|No. 4 USC embraces the hype for opener|
LOS ANGELES -- Participants from two of last season's New Year's Six bowl games face off for the first time ever on Saturday, when No. 4 USC hosts Western Michigan at the Los Angeles Memorial Coliseum.
Closing the 2016 season on a nine-game winning streak -- capped with a thrilling comeback victory over Penn State in the Rose Bowl -- USC went into the offseason on a greater high than most of its college football counterparts.
That momentum has turned into major hype.
The Trojans' No. 4 preseason ranking is their highest such designation since opening 2012 at No. 1, and they are the league media's preseason pick to win the Pac-12 championship.
"We've always seen it as a great opportunity rather than an obligation. It's a place we want to be in at USC," Trojans coach Clay Helton said of the expectations. "It feels good to be back in that position, where so many people are expecting great things of you."
Meanwhile, quarterback Sam Darnold -- who directed that nine-game winning streak last season -- starts this season as the betting favorite to win the Heisman Trophy. He capped last season with a record-setting, five-touchdown performance in the Rose Bowl.
"You've got to hone in on what you're doing, every single day, to get better," Darnold said of his focus amid the anticipation of a huge season. "I just want to start playing."
USC can turn its full attention to competition this week against 2017 Cotton Bowl participant Western Michigan. This is the first pairing of USC against a current member of the Mid-American Conference.
The Broncos won the MAC championship in 2016 en route to earning the Group of Five conferences' automatic bid into a New Year's Six bowl game. Their league title marked the culmination of a perfect regular season, when they reached as high as No. 12 in the Associated Press poll en route to a 13-1 finish.
Western Michigan's success a season ago earned former head coach P.J. Fleck the same position at Minnesota. Replacing him is Western Michigan alum Tim Lester, the quarterbacks coach at Purdue last season.

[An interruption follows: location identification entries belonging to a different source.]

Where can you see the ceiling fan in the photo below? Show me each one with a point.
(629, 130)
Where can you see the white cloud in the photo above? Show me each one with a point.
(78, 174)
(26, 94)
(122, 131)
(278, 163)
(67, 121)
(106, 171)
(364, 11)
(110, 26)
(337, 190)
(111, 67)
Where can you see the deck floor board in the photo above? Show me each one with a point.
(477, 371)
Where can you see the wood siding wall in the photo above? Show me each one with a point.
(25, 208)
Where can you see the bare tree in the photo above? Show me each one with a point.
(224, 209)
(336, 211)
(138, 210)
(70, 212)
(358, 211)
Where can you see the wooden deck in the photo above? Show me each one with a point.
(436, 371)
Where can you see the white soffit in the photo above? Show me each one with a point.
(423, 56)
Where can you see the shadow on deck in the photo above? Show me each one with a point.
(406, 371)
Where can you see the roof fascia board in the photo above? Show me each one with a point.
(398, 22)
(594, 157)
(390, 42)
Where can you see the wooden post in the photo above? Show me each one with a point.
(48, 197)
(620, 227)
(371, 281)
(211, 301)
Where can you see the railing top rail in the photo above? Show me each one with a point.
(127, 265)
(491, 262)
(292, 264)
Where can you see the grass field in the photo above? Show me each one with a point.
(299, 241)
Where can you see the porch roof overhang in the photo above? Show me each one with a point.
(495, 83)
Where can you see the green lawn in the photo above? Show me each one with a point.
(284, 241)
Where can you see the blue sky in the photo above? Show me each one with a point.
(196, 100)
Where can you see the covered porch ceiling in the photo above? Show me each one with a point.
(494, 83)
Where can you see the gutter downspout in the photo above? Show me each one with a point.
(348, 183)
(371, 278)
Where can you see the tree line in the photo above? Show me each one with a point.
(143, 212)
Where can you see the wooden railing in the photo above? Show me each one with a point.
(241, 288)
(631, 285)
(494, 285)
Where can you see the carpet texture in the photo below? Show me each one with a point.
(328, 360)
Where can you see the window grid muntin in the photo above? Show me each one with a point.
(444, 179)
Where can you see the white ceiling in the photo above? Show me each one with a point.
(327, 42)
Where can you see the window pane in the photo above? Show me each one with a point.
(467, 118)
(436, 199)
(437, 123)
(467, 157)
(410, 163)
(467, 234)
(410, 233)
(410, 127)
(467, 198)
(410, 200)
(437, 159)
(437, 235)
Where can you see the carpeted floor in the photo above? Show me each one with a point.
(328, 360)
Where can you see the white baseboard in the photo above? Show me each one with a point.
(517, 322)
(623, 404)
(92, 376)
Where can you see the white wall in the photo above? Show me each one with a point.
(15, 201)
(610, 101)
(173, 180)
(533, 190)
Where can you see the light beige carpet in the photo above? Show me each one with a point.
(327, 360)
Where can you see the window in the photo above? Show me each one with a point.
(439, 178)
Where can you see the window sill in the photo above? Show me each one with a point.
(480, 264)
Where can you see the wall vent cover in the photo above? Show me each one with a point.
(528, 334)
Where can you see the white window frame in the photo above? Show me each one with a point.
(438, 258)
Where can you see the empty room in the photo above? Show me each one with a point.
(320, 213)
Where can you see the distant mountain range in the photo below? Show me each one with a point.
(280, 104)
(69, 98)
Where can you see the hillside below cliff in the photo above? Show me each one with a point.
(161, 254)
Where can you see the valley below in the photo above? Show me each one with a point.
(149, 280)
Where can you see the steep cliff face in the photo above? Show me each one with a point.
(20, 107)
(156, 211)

The Broncos also lose standout quarterback Zach Terrell and wide receiver Corey Davis, the fifth overall pick in the NFL Draft.
Western Michigan's ground attack should shoulder much of the offensive duty in the opener. The Broncos return three running backs -- Jarvion Franklin, Jamauri Bogan and Davon Tucker -- who combined to rush for 2,486 yards and 24 touchdowns in 2016.
Helton also mentioned the return of Western Michigan running back LeVante Bellamy, limited to three games last season due to injury, but responsible for almost 500 yards in 2015.
"Getting Bellamy back, too, who's one of the fastest players on their team, we know that it is a big-time run threat," Helton said. "You know they're going to try to take pressure off (quarterback Jon Wassink) with a very talented offensive line and three talented backs."
Helton said each Broncos' running back brings something unique to the offense, with 225-pound Franklin a prototypical every-down ball-carrier and either Bogan or Bellamy providing "scatback" options.
Lester credited the depth and diversity of the backfield, as well as that experienced offensive line, for somewhat easing the learning curve on first-time starter Wassink. Terrell was a four-year starter who graduated with 12,100 yards passing and 96 touchdowns.
Lester knows the challenge WMU faces trying to move the ball on a talented USC defense that ranked No. 38 nationally in points allowed.
"Their defense, the team speed is special," Lester said. "They fly around to the ball, they play with their hair on fire. It's going to be a heck of a challenge."
USC's impressive lineup extends to the offensive side, as well -- and it isn't just Darnold.
The Trojans also retain running back Ronald Jones II, a breakthrough performer with 1,082 rushing yards and 12 touchdowns in 2016.
The USC wide receiving corps takes on a different look in Week 1. Rose Bowl standout Deontay Burnett returns, but gone are JuJu Smith-Schuster, Darreus Rogers and De'Quan Hampton. Newcomers and former reserves will jockey for opportunities.
"To see our receiving corps grow in spring and fall training camp, it's provided a high level of competition," Helton said.